Mehr als 150 Aktive auf der ersten Dialogkonferenz von samo.fa

Ümit Koşan, Vorsitzender des NeMO-Verbunds, eröffnete die Dialagkonferenz am 16.September 2016 im Berliner Ramada-Hotel mit einer bemerkenswerten Zwischenbilanz: in den nur fünf Monaten der bisherigen Laufzeit wurden an bundesweit 30 Standorten von samo.fa bereits zahlreiche Impulse für die lokale Flüchtlingsarbeit gesetzt, viele unter Beteiligung von Geflüchteten. Das Besondere an samo.fa ist dabei: Es geht um die Stärkung der Beiträge von Aktiven mit Migrationsgeschichte und von Migrantenorganisationen, und: Träger von samo.fa sind lokale migrantische Organisationen und Initiativen aus einem breiten Spektrum von Herkünften.

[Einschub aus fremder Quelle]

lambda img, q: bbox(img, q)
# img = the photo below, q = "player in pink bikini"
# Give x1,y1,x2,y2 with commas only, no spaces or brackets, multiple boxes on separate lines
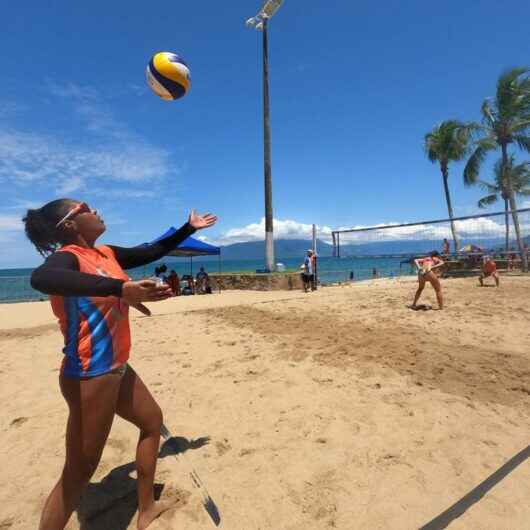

Sie und ihre lokalen Partner waren auf dieser Dialogkonferenz in großer Zahl vertreten und machten sie bunt und vielfältig.

Honey Deihimi vom Arbeitsstab der Beauftragten der Bundesregierung für Migration, Flüchtlinge und Integration, die das Vorhaben fördert, unterstrich in ihrem Grußwort, wie wichtig es sei, dass Migrantinnen und Migranten, die schon seit Langem zu Bürgerinnen und Bürgern dieses Landes geworden sein, ihre Erfahrungen und Kompetenzen für das gute Ankommen und die Integration den neu Angekommenen zur Verfügung stellen.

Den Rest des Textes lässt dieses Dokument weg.